6

Have an upload process, reads the file and using sqlldr it uploads the data to DB. I was getting invalid number issue while processing the file in sqlldr. Found the file is in UTF-16 format and then converted to UTF-8 format in notepad++, it started working fine. Now i am trying to convert it systematically like below.

iconv -f UTF-16 -t UTF-8 file_name >output_file_name

The file may be of different encodings, so i want to find what encoding the file is of, before converting and then based on that do conversion. something like use file command to read the UTF-16 only from the below and then use it in the -f option.

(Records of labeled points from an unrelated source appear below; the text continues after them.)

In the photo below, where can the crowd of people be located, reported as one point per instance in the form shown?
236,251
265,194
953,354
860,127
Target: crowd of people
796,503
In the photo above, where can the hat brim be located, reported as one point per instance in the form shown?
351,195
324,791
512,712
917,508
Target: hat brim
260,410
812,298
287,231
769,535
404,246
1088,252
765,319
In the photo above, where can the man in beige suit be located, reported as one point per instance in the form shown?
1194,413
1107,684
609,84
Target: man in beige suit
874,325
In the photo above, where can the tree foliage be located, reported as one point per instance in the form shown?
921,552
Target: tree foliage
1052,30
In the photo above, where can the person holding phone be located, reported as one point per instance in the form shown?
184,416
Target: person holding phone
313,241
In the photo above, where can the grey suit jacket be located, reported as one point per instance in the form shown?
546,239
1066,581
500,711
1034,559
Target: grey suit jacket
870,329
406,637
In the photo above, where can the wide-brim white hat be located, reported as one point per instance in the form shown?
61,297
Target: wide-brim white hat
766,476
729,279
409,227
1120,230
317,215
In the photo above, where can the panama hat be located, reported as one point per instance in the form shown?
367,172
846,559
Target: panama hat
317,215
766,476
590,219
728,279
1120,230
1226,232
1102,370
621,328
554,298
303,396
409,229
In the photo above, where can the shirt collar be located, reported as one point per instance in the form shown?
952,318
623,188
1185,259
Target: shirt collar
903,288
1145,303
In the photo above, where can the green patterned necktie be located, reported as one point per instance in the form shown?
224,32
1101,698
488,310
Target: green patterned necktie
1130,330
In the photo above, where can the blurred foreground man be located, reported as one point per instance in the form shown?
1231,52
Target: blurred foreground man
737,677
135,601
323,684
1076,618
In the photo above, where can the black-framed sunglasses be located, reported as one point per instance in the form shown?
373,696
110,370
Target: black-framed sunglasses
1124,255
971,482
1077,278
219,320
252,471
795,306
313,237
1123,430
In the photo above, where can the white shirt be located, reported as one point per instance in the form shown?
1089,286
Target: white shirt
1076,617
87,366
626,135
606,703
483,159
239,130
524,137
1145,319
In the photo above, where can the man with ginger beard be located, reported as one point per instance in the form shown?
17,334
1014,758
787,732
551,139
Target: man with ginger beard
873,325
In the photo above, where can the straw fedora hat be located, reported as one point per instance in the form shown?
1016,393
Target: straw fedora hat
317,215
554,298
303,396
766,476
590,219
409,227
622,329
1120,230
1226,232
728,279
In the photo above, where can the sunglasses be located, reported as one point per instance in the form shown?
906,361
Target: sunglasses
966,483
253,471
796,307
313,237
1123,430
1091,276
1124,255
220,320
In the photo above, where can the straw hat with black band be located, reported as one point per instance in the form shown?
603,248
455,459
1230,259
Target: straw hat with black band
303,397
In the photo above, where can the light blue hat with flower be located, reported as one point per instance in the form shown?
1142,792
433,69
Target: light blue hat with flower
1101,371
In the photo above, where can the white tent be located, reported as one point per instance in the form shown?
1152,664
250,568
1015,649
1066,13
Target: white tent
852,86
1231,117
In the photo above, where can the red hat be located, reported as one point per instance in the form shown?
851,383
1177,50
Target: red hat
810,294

bash-4.2$ file "/FILE_UPLOADS/Relationship (4).txt"
/FILE_UPLOADS/Relationship (4).txt: Little-endian UTF-16 Unicode text, with CRLF line terminators

How do I do that?

Pat
  • 239
  • 1
    Do you have a subset of possible source encodings to consider? For example UTF8 ISO8859-1 UTF16-LE UTF16-BE – Chris Davies Sep 12 '22 at 12:05
  • 1
    Why the [ksh] tag when your prompt indicates you're using bash? – Stéphane Chazelas Sep 12 '22 at 13:42
  • UTF-16 and UTF-8 are transfer formats, not encodings. The encoding for both of them is Unicode. Are you talking about encodings or transfer formats? Note that detecting an encoding is impossible in general. – Jörg W Mittag Sep 12 '22 at 20:25
  • @JörgWMittag I'd call UTF-* different encodings for the same character set (Unicode). – Paŭlo Ebermann Sep 12 '22 at 22:36
  • Do you specifically have to use file for the detection? – Toby Speight Sep 13 '22 at 07:51
  • 1
    @Paŭlo, we have abstract characters (a character set), expressed as Unicode code-points (character encoding), which are represented in a byte stream using UTF-16 (transfer format). Does that make it clear? – Toby Speight Sep 13 '22 at 07:56
  • @TobySpeight i found file gives me the transfer formats, not aware any other commands. So using file command – Pat Sep 14 '22 at 05:50

3 Answers3

7

vim is able to automatically detect a few file encodings by itself and do conversion to UTF-8, so you could try and process your files in ex mode with:

vim --clean -E -s -c 'argdo set fileencoding=utf-8 nobomb | update' -c q -- *.txt

With update we also only rewrite files that have been modified in the process.

  • Thanks. I am using VIM "IMproved 7.4 (2013 Aug 10, compiled Sep 30 2020 08:08:00)" and--clean is not an option. Execute this without clean but nothing happened, i had to kill the process after couple of mins. – Pat Sep 14 '22 at 05:48
  • @Pat, I don't have access to such an ancient version, but apart from --clean, I don't think the rest would require a recent version. It's likely vim is not happy about something and wants you do something about it, but -s hides that. Remove the -s to see. – Stéphane Chazelas Sep 14 '22 at 08:17
4

You can use file -i, it will return the MIME encoding of the file.

Something like:

iconv -f `file -i $file|grep -Po 'charset=\K.*'` -t UTF-8 $file > $file_converted

Another way is to use a more dedicated tool, for example:
https://gitlab.freedesktop.org/uchardet/uchardet
Then the command become even simpler

iconv -f `uchardet $file` -t UTF-8 $file > $file_converted

But you need to install it.

White Owl
  • 5,129
1

When file says Little-endian UTF-16 Unicode text or with --mime-encoding utf-16le, it means that the file is encoded in UTF-16 with a BOM that indicates that it's in little endian.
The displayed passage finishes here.